Recognition: unknown
AIM-Bench: Benchmarking and Improving Affective Image Manipulation via Fine-Grained Hierarchical Control
Pith reviewed 2026-05-10 15:30 UTC · model grok-4.3
The pith
A new benchmark for affective image manipulation reveals positivity bias in current models and shows a 40k-sample dataset reduces it with a 9.15 percent gain.

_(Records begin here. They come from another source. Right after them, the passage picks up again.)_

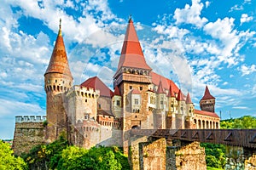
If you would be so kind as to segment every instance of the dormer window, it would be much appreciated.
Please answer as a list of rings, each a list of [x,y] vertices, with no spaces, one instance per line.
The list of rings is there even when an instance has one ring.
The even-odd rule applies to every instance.
[[[134,99],[134,105],[138,105],[138,99]]]

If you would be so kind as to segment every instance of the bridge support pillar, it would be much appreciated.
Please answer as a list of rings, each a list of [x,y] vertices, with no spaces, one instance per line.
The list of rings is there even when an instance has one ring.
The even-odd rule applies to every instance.
[[[256,150],[238,146],[226,146],[226,170],[256,169]]]
[[[207,169],[205,150],[199,142],[133,135],[130,139],[128,155],[133,170]]]

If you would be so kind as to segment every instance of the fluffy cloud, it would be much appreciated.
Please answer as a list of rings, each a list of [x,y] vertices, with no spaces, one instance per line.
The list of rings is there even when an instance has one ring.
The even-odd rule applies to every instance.
[[[256,65],[252,65],[251,66],[247,66],[246,65],[241,65],[241,76],[249,75],[256,71]]]
[[[208,21],[205,17],[201,18],[201,12],[204,7],[200,0],[192,0],[192,5],[185,5],[184,8],[177,8],[174,12],[173,18],[176,20],[177,24],[187,23],[202,27],[206,22]]]
[[[247,14],[242,14],[240,19],[241,25],[244,22],[249,22],[253,20],[253,17],[248,16]]]

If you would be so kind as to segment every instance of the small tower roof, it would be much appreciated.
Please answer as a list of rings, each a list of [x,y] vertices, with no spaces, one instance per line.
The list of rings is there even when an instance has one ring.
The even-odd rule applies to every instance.
[[[141,94],[141,92],[138,89],[132,89],[131,94]]]
[[[164,89],[163,89],[163,86],[162,86],[162,81],[160,80],[159,82],[159,85],[158,85],[158,88],[157,88],[157,94],[166,94]]]
[[[152,70],[146,63],[131,18],[130,18],[118,70],[122,66]]]
[[[169,88],[169,92],[168,92],[167,97],[169,97],[169,98],[175,97],[175,94],[174,94],[172,88],[172,83],[170,83],[170,88]]]
[[[181,92],[181,90],[178,90],[178,94],[177,94],[177,101],[185,101],[184,98],[183,98],[183,94]]]
[[[50,60],[44,75],[48,73],[61,73],[73,77],[69,69],[64,41],[61,34],[61,19],[59,26],[60,28],[55,41],[55,48],[53,49]]]
[[[210,94],[210,91],[208,89],[208,86],[206,87],[206,90],[205,90],[205,94],[202,97],[202,99],[201,100],[205,100],[205,99],[214,99],[215,98],[213,96],[212,96],[212,94]]]
[[[116,86],[116,87],[114,88],[113,95],[121,96],[121,94],[120,94],[120,91],[119,91],[119,87],[118,87],[118,86]]]
[[[186,98],[186,104],[193,104],[189,92]]]

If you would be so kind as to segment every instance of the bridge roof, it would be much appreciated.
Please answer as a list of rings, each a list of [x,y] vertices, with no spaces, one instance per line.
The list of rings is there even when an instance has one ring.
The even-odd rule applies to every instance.
[[[196,109],[195,110],[195,114],[219,118],[219,116],[216,113],[210,112],[210,111],[199,110],[196,110]]]

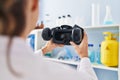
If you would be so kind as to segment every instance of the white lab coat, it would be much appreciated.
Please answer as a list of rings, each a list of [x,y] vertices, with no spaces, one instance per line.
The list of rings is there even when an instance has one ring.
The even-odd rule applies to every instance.
[[[33,54],[23,39],[15,37],[10,58],[12,68],[22,74],[17,77],[10,72],[6,62],[8,40],[8,37],[0,36],[0,80],[98,80],[88,58],[81,60],[77,71],[63,64],[43,60],[42,56]]]

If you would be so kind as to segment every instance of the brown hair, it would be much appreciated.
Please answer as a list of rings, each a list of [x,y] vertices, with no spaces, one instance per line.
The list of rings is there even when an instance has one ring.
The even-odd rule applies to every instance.
[[[20,36],[25,29],[25,4],[27,0],[0,0],[0,35],[9,36],[6,61],[9,71],[16,77],[22,75],[16,72],[11,65],[10,46],[14,36]],[[10,26],[10,20],[14,21],[14,26]]]

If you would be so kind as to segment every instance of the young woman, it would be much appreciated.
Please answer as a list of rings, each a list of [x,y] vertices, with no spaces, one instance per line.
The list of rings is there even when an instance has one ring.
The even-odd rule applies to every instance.
[[[25,38],[38,18],[38,0],[0,0],[0,80],[98,80],[88,59],[87,35],[78,46],[78,71],[33,55]],[[57,45],[49,41],[39,50],[45,54]]]

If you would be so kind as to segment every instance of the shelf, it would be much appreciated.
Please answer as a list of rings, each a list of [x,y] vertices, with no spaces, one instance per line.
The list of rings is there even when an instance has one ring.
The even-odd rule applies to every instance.
[[[58,60],[58,59],[53,59],[53,58],[44,58],[45,60],[53,61],[53,62],[59,62],[63,64],[70,64],[70,65],[78,65],[79,62],[74,62],[74,61],[65,61],[65,60]],[[118,68],[114,67],[106,67],[104,65],[98,65],[98,64],[92,64],[94,68],[99,68],[99,69],[105,69],[105,70],[111,70],[111,71],[118,71]]]

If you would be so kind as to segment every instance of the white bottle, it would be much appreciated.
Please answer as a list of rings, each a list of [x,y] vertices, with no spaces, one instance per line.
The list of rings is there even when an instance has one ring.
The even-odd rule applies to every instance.
[[[104,18],[104,24],[105,25],[113,24],[111,9],[110,9],[110,6],[108,6],[108,5],[106,6],[106,15]]]
[[[99,4],[92,4],[92,26],[100,25],[100,7]]]

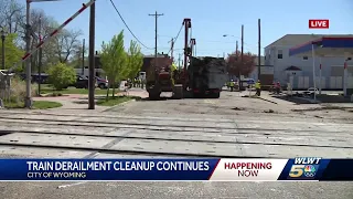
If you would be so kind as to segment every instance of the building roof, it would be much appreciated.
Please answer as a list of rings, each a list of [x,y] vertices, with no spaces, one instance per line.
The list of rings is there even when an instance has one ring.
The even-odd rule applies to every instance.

A machine-rendered reading of the paper's core claim, the machinery that carries it, and where it could break.
Core claim
Current image editing models exhibit a strong positivity bias when asked to perform affective manipulations because their training distributions favor pleasant scenes. The authors correct this by constructing a 40,000-sample instruction-tuning dataset through an inverse repainting process that produces high-fidelity ground-truth images paired with divergent-emotion inputs and exact instructions, then demonstrate that fine-tuning on these pairs raises composite performance 9.15 percent above the untuned baseline.
What carries the argument
The inverse repainting strategy that enhances raw affective images into high-fidelity ground truths and then synthesizes opposing-emotion input images together with paired precise instructions.
Load-bearing premise
The 800 human-curated samples together with the composite rule-based and model-based metrics accurately reflect human perception of emotional changes and instruction following.
What would settle it
A new human study that rates the same model outputs and finds either no reduction in positivity bias or no overall score gain after fine-tuning on AIM-40k.
Figures
read the original abstract
Affective Image Manipulation (AIM) aims to evoke specific emotions through targeted editing. Current image editing benchmarks primarily focus on object-level modifications in general scenarios, lacking the fine-grained granularity to capture affective dimensions. To bridge this gap, we introduce the first benchmark designed for AIM termed AIM-Bench. This benchmark is built upon a dual-path affective modeling scheme that integrates the Mikels emotion taxonomy with the Valence-Arousal-Dominance framework, enabling high-level semantic and fine-grained continuous manipulation. Through a hierarchical human-in-the-loop workflow, we finally curate 800 high-quality samples covering 8 emotional categories and 5 editing types. To effectively assess performance, we also design a composite evaluation suite combining rule-based and model-based metrics to holistically assess instruction consistency, aesthetics, and emotional expressiveness. Extensive evaluations reveal that current editing models face significant challenges, most notably a prevalent positivity bias, which stemming from inherent imbalances in training data distribution. To tackle this, we propose a scalable data engine utilizing an inverse repainting strategy to construct AIM-40k, a balanced instruction-tuning dataset comprising 40k samples. Concretely, we enhance raw affective images via generative redrawing to establish high-fidelity ground truths, and synthesize input images with divergent emotions and paired precise instructions. Fine-tuning a baseline model on AIM-40k yields a 9.15% relative improvement in overall performance, demonstrating the effectiveness of our AIM-40k. Our data and related code will be made open soon.
Editorial analysis
A structured set of objections, weighed in public.
Referee Report
Summary. The manuscript introduces AIM-Bench, the first benchmark for Affective Image Manipulation (AIM), built on a dual-path scheme integrating Mikels' emotion taxonomy with the Valence-Arousal-Dominance (VAD) framework. It curates 800 samples via hierarchical human-in-the-loop workflow across 8 emotional categories and 5 editing types, and proposes a composite evaluation suite of rule-based and model-based metrics for instruction consistency, aesthetics, and emotional expressiveness. The work identifies a positivity bias in existing models stemming from training data imbalances, constructs AIM-40k (40k balanced samples) via an inverse repainting data engine, and reports that fine-tuning a baseline on AIM-40k yields a 9.15% relative improvement on AIM-Bench.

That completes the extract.